ConcurrentDictionary<int, string> concurrentDictionary = new ConcurrentDictionary<int, string>();
ConcurrentQueue: A thread-safe FIFO collection.
ConcurrentQueue<string> concurrentQueue = new ConcurrentQueue<string>();
ConcurrentStack: A thread-safe LIFO collection.
ConcurrentStack<string> concurrentStack = new ConcurrentStack<string>();
BlockingCollection: A thread-safe collection for adding and taking items.
BlockingCollection<string> blockingCollection = new BlockingCollection<string>();
Specialized Data Structures
LinkedList: A doubly linked list.
LinkedList<int> linkedList = new LinkedList<int>();
SortedList<TKey, TValue>: A collection of key/value pairs, sorted by key.
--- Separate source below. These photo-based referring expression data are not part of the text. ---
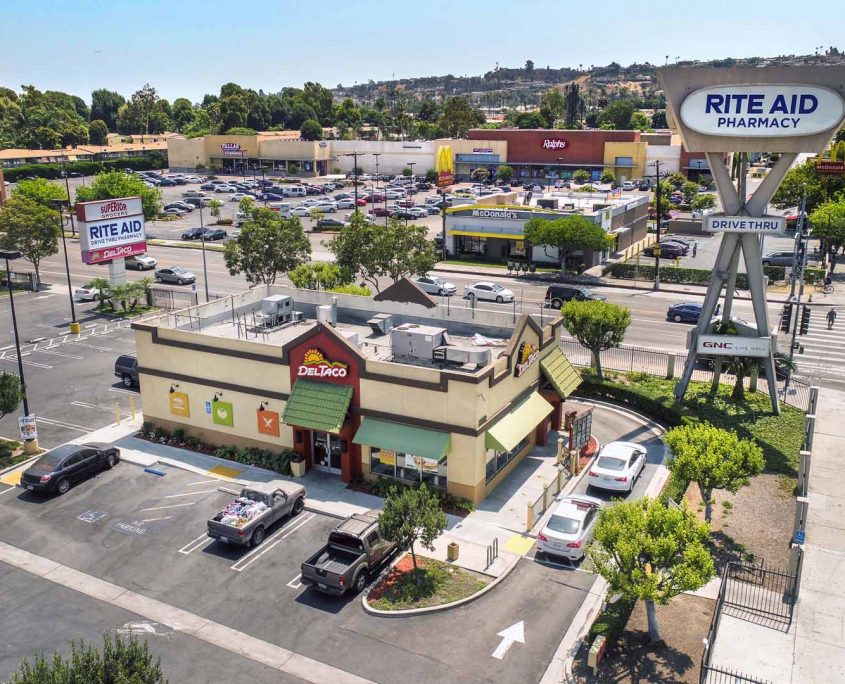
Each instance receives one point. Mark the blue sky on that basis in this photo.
(190, 47)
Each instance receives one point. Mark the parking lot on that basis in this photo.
(147, 534)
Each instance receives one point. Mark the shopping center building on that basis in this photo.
(494, 230)
(401, 388)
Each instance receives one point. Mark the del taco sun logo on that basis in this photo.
(315, 365)
(528, 354)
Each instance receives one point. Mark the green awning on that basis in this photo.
(317, 405)
(407, 439)
(560, 372)
(518, 422)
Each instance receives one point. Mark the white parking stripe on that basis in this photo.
(195, 544)
(253, 556)
(159, 508)
(201, 491)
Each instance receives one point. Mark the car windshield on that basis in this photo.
(558, 523)
(612, 463)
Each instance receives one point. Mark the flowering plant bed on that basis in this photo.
(434, 583)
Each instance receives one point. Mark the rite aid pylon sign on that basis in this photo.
(111, 229)
(761, 111)
(444, 166)
(748, 109)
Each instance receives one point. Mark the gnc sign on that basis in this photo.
(733, 345)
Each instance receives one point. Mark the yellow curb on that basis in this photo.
(519, 545)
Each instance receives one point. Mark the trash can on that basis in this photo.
(297, 465)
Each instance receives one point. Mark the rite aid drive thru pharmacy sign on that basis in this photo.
(762, 111)
(111, 229)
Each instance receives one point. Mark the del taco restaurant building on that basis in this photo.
(420, 402)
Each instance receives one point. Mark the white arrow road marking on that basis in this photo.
(509, 636)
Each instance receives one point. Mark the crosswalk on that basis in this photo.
(821, 354)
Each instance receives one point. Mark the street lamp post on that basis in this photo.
(58, 205)
(204, 266)
(31, 445)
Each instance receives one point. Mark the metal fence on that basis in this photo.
(628, 359)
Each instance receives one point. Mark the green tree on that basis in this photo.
(712, 458)
(116, 184)
(182, 114)
(702, 201)
(459, 116)
(552, 107)
(41, 190)
(214, 208)
(409, 516)
(646, 550)
(828, 221)
(120, 661)
(311, 130)
(639, 121)
(267, 245)
(581, 176)
(820, 188)
(104, 106)
(567, 234)
(10, 393)
(618, 113)
(30, 227)
(504, 173)
(597, 325)
(373, 251)
(98, 132)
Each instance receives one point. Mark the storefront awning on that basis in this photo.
(560, 372)
(503, 236)
(317, 405)
(518, 422)
(407, 439)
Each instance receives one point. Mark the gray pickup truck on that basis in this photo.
(350, 559)
(246, 519)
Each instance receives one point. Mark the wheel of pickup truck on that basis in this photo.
(257, 537)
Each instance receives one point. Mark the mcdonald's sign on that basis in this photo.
(444, 166)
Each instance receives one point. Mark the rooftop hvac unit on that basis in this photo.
(327, 314)
(480, 357)
(381, 324)
(276, 309)
(416, 341)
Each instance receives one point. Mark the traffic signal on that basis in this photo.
(805, 320)
(786, 317)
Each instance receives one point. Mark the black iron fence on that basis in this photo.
(628, 359)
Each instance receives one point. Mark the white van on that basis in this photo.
(294, 191)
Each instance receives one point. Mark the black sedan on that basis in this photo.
(688, 312)
(58, 469)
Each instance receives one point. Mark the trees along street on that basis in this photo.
(712, 458)
(646, 550)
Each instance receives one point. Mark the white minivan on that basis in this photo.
(294, 191)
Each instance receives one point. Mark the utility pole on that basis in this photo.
(799, 236)
(658, 208)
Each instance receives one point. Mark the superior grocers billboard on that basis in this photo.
(111, 229)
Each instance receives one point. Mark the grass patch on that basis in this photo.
(780, 437)
(434, 583)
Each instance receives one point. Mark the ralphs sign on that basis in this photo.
(111, 229)
(762, 111)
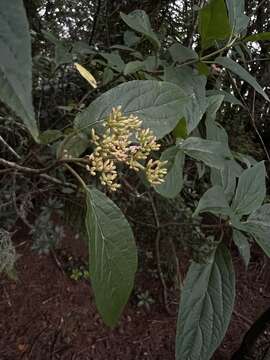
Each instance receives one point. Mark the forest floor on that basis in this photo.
(47, 315)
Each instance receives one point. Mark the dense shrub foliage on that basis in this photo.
(149, 104)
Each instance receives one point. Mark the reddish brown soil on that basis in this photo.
(46, 315)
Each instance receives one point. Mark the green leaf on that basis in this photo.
(112, 255)
(158, 104)
(130, 38)
(133, 66)
(238, 19)
(49, 136)
(258, 37)
(107, 76)
(139, 21)
(180, 53)
(16, 63)
(213, 23)
(174, 179)
(242, 73)
(213, 201)
(180, 132)
(212, 153)
(194, 86)
(258, 225)
(225, 177)
(75, 144)
(242, 243)
(227, 96)
(251, 190)
(206, 307)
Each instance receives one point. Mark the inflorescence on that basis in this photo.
(116, 145)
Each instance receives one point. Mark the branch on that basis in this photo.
(38, 172)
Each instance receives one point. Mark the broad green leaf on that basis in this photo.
(227, 96)
(251, 190)
(212, 153)
(112, 255)
(114, 61)
(139, 21)
(194, 86)
(133, 66)
(130, 38)
(213, 23)
(242, 243)
(158, 104)
(258, 37)
(238, 19)
(174, 179)
(242, 73)
(213, 201)
(16, 63)
(246, 159)
(180, 132)
(206, 307)
(75, 144)
(258, 225)
(180, 53)
(49, 136)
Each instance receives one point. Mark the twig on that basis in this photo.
(95, 22)
(12, 151)
(251, 114)
(157, 243)
(38, 172)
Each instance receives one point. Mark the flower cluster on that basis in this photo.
(116, 145)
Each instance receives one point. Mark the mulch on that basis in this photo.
(46, 315)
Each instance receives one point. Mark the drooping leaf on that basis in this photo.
(87, 75)
(242, 243)
(258, 37)
(174, 179)
(242, 73)
(139, 21)
(180, 53)
(212, 153)
(194, 86)
(238, 19)
(258, 225)
(130, 38)
(16, 63)
(246, 159)
(112, 255)
(213, 23)
(206, 307)
(251, 190)
(158, 104)
(213, 201)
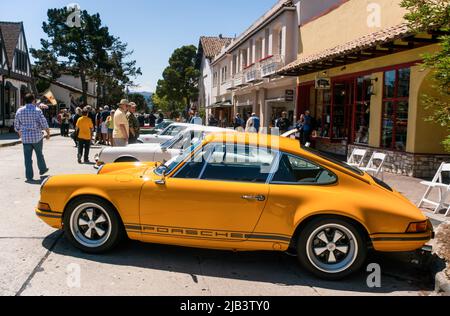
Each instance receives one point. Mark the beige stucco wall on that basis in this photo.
(423, 136)
(346, 23)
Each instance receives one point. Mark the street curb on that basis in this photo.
(442, 284)
(18, 142)
(438, 267)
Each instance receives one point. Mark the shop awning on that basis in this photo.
(385, 42)
(225, 104)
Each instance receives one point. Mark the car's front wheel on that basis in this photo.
(331, 249)
(92, 225)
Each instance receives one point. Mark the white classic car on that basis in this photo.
(167, 134)
(156, 152)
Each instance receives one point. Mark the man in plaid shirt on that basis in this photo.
(29, 123)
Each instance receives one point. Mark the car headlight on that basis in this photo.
(100, 169)
(44, 183)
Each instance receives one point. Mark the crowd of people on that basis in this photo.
(119, 127)
(104, 126)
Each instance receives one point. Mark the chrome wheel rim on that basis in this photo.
(332, 248)
(90, 225)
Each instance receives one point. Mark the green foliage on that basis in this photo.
(160, 103)
(140, 101)
(88, 51)
(179, 84)
(422, 16)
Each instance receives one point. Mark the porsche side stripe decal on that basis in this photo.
(401, 239)
(152, 227)
(49, 215)
(204, 234)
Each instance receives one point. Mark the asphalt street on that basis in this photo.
(37, 260)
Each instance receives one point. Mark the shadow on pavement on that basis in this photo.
(398, 274)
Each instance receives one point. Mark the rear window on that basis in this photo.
(334, 160)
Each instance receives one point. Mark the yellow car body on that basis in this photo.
(163, 209)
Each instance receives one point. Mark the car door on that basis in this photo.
(298, 186)
(221, 191)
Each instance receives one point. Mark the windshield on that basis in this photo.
(170, 165)
(173, 130)
(335, 161)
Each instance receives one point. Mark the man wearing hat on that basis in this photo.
(121, 132)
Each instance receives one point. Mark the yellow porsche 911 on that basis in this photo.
(239, 192)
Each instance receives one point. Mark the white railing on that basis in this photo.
(271, 65)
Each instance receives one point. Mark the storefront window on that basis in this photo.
(362, 110)
(326, 115)
(395, 109)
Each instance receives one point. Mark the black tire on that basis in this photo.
(126, 159)
(113, 236)
(346, 264)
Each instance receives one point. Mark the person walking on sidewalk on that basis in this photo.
(121, 132)
(85, 130)
(29, 124)
(133, 123)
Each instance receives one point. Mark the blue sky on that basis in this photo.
(152, 28)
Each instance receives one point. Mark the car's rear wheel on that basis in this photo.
(92, 225)
(331, 249)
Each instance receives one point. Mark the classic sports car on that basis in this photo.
(155, 152)
(239, 192)
(167, 134)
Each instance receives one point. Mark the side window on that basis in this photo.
(239, 163)
(297, 170)
(188, 140)
(193, 168)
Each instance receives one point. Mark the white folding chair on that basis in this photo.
(375, 165)
(443, 189)
(357, 158)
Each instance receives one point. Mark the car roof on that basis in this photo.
(277, 143)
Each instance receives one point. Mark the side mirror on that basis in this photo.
(162, 181)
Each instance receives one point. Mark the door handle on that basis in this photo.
(259, 198)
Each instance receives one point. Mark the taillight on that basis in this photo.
(44, 207)
(421, 227)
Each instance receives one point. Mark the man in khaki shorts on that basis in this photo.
(121, 132)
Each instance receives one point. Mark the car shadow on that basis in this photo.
(398, 273)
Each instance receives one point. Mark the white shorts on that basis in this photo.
(104, 128)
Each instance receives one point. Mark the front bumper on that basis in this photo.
(403, 242)
(50, 218)
(98, 162)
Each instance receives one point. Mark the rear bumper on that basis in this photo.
(52, 219)
(401, 242)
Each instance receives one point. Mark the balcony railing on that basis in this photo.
(239, 80)
(253, 74)
(271, 65)
(228, 85)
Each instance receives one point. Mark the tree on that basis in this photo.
(423, 16)
(87, 51)
(180, 80)
(140, 101)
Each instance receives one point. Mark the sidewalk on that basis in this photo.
(9, 139)
(413, 190)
SortedList<int, string> sortedList = new SortedList<int, string>();
SortedDictionary<TKey, TValue>: A dictionary that maintains the order of elements based on the keys.
SortedDictionary<int, string> sortedDictionary = new SortedDictionary<int, string>();
SortedSet: A set that maintains order.
SortedSet<int> sortedSet = new SortedSet<int>();
Immutable Collections
ImmutableList: A list that does not change.
ImmutableList<int> immutableList = ImmutableList.Create<int>();
ImmutableDictionary<TKey, TValue>: A dictionary that does not change.
ImmutableDictionary<int, string> immutableDictionary = ImmutableDictionary.Create<int, string>();
ImmutableQueue: A queue that does not change.
ImmutableQueue<int> immutableQueue = ImmutableQueue.Create<int>();
ImmutableStack: A stack that does not change.
ImmutableStack<int> immutableStack = ImmutableStack.Create<int>();
ImmutableHashSet: A set that does not change.
ImmutableHashSet<int> immutableHashSet = ImmutableHashSet.Create<int>();
These data structures cover a wide range of use cases, from simple collections to more complex and thread-safe structures, providing a robust foundation for data manipulation in C#.